Знала мать, как был приятен этот сок тебе, младенцу,
И она из полной чаши сына милого поила...
Да! Как только ты родился, сразу понял сомы сладость
И теперь не меньше любишь сок возлюбленный с рожденья.
Есть преданье, что однажды ты, великих душ владыка,
Осушил до капли счетом три десятка кубков сомы.
И бесспорно эта влага впрок идет тебе издавна;
Оттого-то многоводны в море льющиеся реки,
Оттого и в нашей чаше пена сомы выше края,
И в шипении влаги слышны звуки радостного гимна.
(Перев. В. Щиглева).
В Индре олицетворяется чисто физическая сила; в минуты гнева и возбуждения он не останавливается ни перед отцеубийством, ни перед воровством. Может быть справедливо предполагают, что образ Индры возник в народном сознании в тот период индусской истории, когда физическую силу приходилось ценить выше всего, именно – когда индусам при передвижении на юг приходилось вести отчаянную борьбу с врагами; бог – победитель врагов – естественно должен был получить в такое время преобладающее значение.
В дальнейшей стадии развития религиозного сознания индусов рядом с Варуной и Индрой выступает новое божество Агни (ignis, огонь), которое затем получает высшее положение в сонме богов. Если Варуна есть бог неба (ср. греч. ουρανοç, небо), а Индра бог атмосферы или воздушного пространства, то Агни является прежде всего богом земли и главным образом той могучей стихийной силы, которая проявляется в огне. Но в нем объединяются все три области природы – небесная, воздушная и земная: и в лучах солнца, и в блеске молнии и в растущем на земле дереве, как горючем материале, проявляется единая великая сила Агни; через огонь образуется как бы путь от земли к небесной и воздушной сферам, потому что разгоревшееся пламя поднимается от земли и к этим дожденосным тучам и к этому сияющему солнцу. Агни владыка не только земли, но и неба и воздушного пространства; поэтому у него «три лица, три языка, три головы». Ему приписывается и три рождения: на небе в водах, т. е. в дождевых тучах, и в людях. Но Агни не только космическое божество: он носитель высшей культуры, охранитель семейного очага и покровитель всего индусского народа. В последнем смысле Агни получает черты воинственного бога Индры: подобно последнему он также есть бог войны, великий вождь и победитель врагов. Соединяя землю с небом, Агни приобщает и человека к божественной жизни, с одной стороны через жертвенный огонь, как «великий жертвоприноситель», а с другой – через смерть, так как живущее в человеке огненное и теплотворное начало Агни, отделившись от тела, вместе с пламенем и дымом сжигаемого трупа возносится в вечные обители света, где пребывает «владыка отцов» Йяма, бог смерти, обожествленный древнейший царь земли.

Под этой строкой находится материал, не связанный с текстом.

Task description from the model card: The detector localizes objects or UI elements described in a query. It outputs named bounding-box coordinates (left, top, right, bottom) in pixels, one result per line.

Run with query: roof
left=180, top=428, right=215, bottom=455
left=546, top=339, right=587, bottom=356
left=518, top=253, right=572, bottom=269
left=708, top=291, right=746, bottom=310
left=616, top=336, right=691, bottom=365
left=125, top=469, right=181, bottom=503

В тесной связи с Агни стоят, образуя с ним триаду, два другие божества – Сома и Бригаспати или Браманаспати. Сома есть только более конкретное и очевидное проявление Агни: «как сома – опьяняющий напиток – есть не что иное, как тот же огонь, но только в жидком состоянии, так и Сома – божество есть как бы введенный в сердце человека и опытно, чрез вкушение познанный бог Агни; в Соме таинственный и неуловимый Агни, бог сокрытый в мире, становится близким, внутренне ведомым человеку божеством» (проф. Введенский). Сома есть бог опьянения, а также оплодотворения; как небесная сома, т. е. изливающаяся из облаков вода, оплодотворяет землю, так и опьяняющий напиток сомы вливает в человека частицу оплодотворяющей, творческой силы. Отсюда понятно, что культ Сомы носил у индусов вакхический характер. Точно также и Бригаспати есть бог экстаза, возбуждения или, так сказать, духовного опьянения, но выражающегося в восторженном, слове, молитве, гимне и песнопении. В силу того чрезмерного значения, какое индусы придавали молитве и жертвенным гимнам, Бригаспати в эпоху браманизма занял первенствующее положение между богами и получил имя верховного Брамы или Брамана. В представлении об Агни и особенно о Соме и Бригаспати мы видим переход религиозного сознания индусов от начала этического (Варуна) и космического (Индра) к началу мистическому, что впоследствии привело индусов к отвлеченному пантеистическому браманизму.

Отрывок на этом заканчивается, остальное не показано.